Neurobiologist Amy Bishop, charged with killing three faculty colleagues at the University of Alabama-Huntsville, had a squeaky-clean public record despite several brushes with the law. There's more than one reason her record didn't follow her.
Bob Gathany/Huntsville Times/AP
After Friday's bloodletting at the University of Alabama-Huntsville, police ran a background check on neurobiology professor Amy Bishop, who they suspect of methodically gunning down six colleagues, killing three.
“Nothing came up,” said an Alabama police official.

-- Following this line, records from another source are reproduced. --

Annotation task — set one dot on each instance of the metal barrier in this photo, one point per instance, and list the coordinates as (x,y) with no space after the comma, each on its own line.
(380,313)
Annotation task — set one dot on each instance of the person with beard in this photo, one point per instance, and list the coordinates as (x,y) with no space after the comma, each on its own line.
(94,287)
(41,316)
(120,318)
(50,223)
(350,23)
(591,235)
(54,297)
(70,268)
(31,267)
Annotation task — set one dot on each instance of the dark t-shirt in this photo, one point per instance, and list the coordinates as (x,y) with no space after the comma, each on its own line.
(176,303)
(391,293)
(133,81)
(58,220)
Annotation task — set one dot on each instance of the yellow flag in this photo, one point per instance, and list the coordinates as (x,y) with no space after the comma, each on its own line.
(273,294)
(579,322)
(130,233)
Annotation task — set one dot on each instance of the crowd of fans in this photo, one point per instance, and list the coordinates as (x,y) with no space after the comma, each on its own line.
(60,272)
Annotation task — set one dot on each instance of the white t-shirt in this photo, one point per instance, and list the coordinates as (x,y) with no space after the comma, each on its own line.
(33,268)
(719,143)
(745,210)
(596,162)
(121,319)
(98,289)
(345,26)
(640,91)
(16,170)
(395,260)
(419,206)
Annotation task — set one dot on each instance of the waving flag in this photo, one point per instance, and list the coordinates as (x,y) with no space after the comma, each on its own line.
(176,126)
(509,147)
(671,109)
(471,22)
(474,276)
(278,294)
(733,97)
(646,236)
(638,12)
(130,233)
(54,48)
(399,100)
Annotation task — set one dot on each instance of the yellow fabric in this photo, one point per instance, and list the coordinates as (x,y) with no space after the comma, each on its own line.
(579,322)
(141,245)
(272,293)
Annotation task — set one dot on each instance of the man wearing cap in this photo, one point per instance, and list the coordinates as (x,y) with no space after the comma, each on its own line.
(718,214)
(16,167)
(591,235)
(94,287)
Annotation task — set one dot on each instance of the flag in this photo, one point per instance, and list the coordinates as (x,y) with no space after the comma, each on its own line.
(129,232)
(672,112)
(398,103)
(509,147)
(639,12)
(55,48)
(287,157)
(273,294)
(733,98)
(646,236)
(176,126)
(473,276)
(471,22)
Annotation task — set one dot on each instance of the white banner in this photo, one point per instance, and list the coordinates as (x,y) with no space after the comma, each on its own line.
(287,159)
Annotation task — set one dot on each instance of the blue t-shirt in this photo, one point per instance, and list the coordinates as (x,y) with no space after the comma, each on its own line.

Dr. Bishop’s public record showed her as a squeaky-clean, law-abiding citizen. Bishop had, in fact, a long record of interaction with police, including lodging dozens of complaints against neighbors and two cases of potentially murderous behavior. So, how did Bishop – an odd and cantankerous person by some accounts – pursue a career at high levels of academia without ever facing any fallout from a troubling rap sheet?
“There’s more than one reason why Amy Bishop slipped through the cracks,” says Jack Levin, a Northeastern University criminologist who has written extensively about mass murderers. “Local authorities dropped the ball. There’s a lack of coordination among [police] jurisdictions. And there’s gender: We don’t expect women to open fire with a semi-automatic 9 mm handgun, and statistically they don’t.”